Ma è a quel futuro che bisogna guardare. Nonostante rappresentino oltre la metà dei laureati in Italia (58,7%), sono ancora troppo poche le ragazze che scelgono un indirizzo di studi nelle materie scientifiche. Nel 2020 solo il 18,9%, si è laureata in una di queste materie – contro il 39,2% dei ragazzi – e, se si guarda alle lauree in informatica, il dato scende al 15% (Fonte: Almalaurea, XXIII Indagine sul Profilo dei Laureati, dati 2021). Eppure le competenze Stem saranno indispensabili per il futuro del lavoro; già oggi 84% dei datori ha in agenda la digitalizzazione dell'azienda e il 50% l'automazione di alcuni settori (Fonte: The World Economic Forum’s Future of Jobs Report 2020).
I PREGIUDIZI
A pesare su questa scelta è l’idea di non essere portate per le materie scientifiche, nonostante gli studi dimostrino il contrario. Un pregiudizio che si plasma sin da piccole quando, già intorno ai 6 anni, le aspirazioni lavorative vengono influenzate da stereotipi di genere che si ripercuotono sulle scelte future e influenzano anche la selezione nel mercato del lavoro.
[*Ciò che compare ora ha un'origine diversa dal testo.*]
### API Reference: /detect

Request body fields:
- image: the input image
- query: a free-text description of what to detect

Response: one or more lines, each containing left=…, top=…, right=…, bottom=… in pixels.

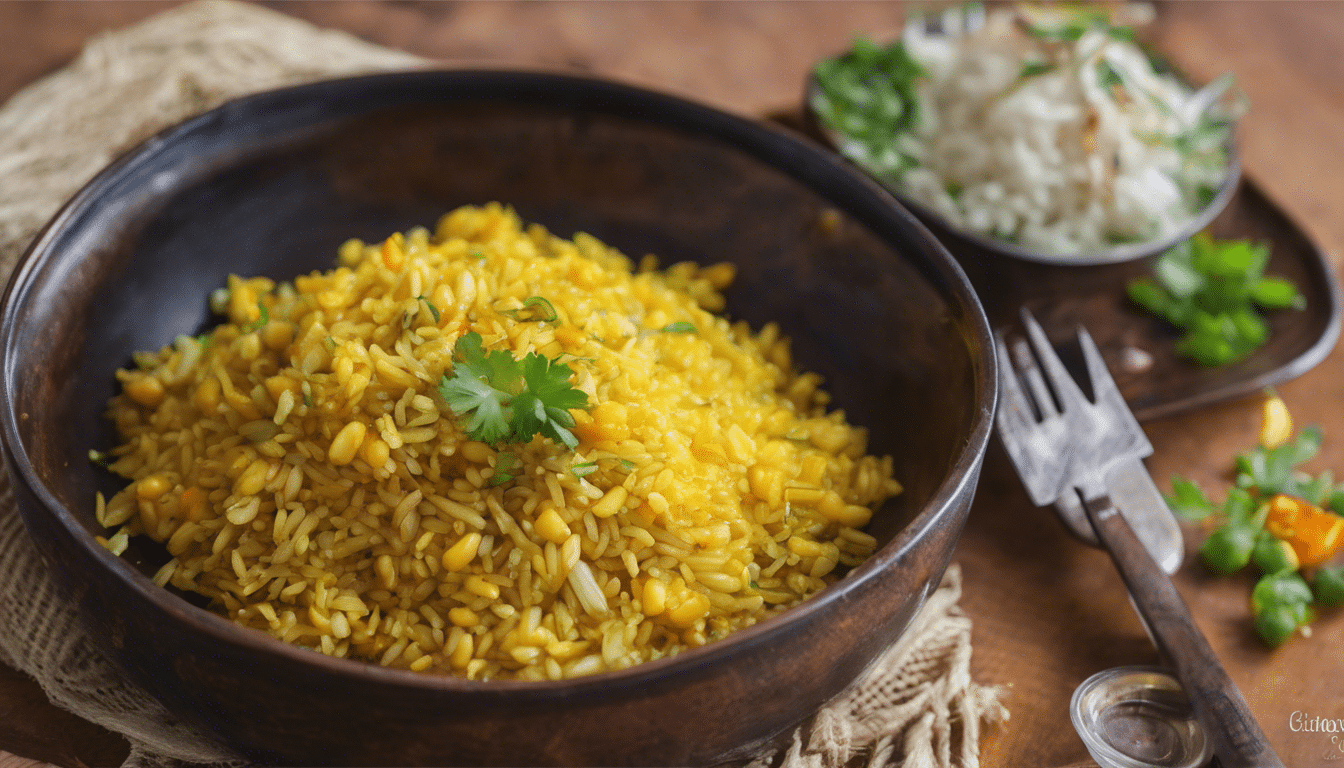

La conferma arriva anche dalla professoressa Amalia Ercoli Finzi, una delle maggiori esperte di Ingegneria Aerospaziale, prima donna a laurearsi in Ingegneria Aeronautica in Italia. «C’è bisogno di donne che operino nell’ingegneria, nella ricerca scientifica, esperte in matematica e soprattutto nelle tecnologie, perché sono gli spazi in cui si articolerà il nostro futuro e esserne tagliate fuori vuol dire consegnare ad altri, gli uomini, il potere di costruirlo come vorranno».
LA SCUOLA
La scuola gioca un ruolo fondamentale nell’orientare le scelte di studio. Lo conferma anche l’indagine #ValoreD4STEM promossa da Valore D tra 61 aziende del network che, fotografando la presenza delle professioniste STEM nelle organizzazioni italiane, rileva che oltre il 62% aveva una predilezione per queste materie già sui banchi di scuola e che il 20% ha incontrato sulla sua strada un/una docente che le ha fatte appassionare alle STEM. Favorire la presenza femminile negli ambiti STEM avrebbe effetti positivi per l’economia. Sempre l’EIGE stima che colmare il divario fra uomini e donne nelle professioni tecnico-scientifiche contribuirebbe a una crescita del PIL europeo pro-capite del 2,2-3% nei prossimi 30 anni. «Il mondo del lavoro sarà plasmato dalle discipline STEM e già oggi un’azienda su quattro ha difficoltà nel trovare profili adatti a ricoprire il ruolo. È necessario un grande sforzo di comunicazione che parta dalle scuole e dalle famiglie e superi lo stereotipo delle materie scientifiche noiose e difficili, e quindi non adatte alle ragazze. Bisogna agire un profondo cambiamento culturale che mostri alle donne le potenzialità di un lavoro in ambito STEM affinché aumenti la loro presenza nei settori che oggi contribuiscono di più all’innovazione e alla crescita del business», conclude Paola Mascaro presidente Valore D.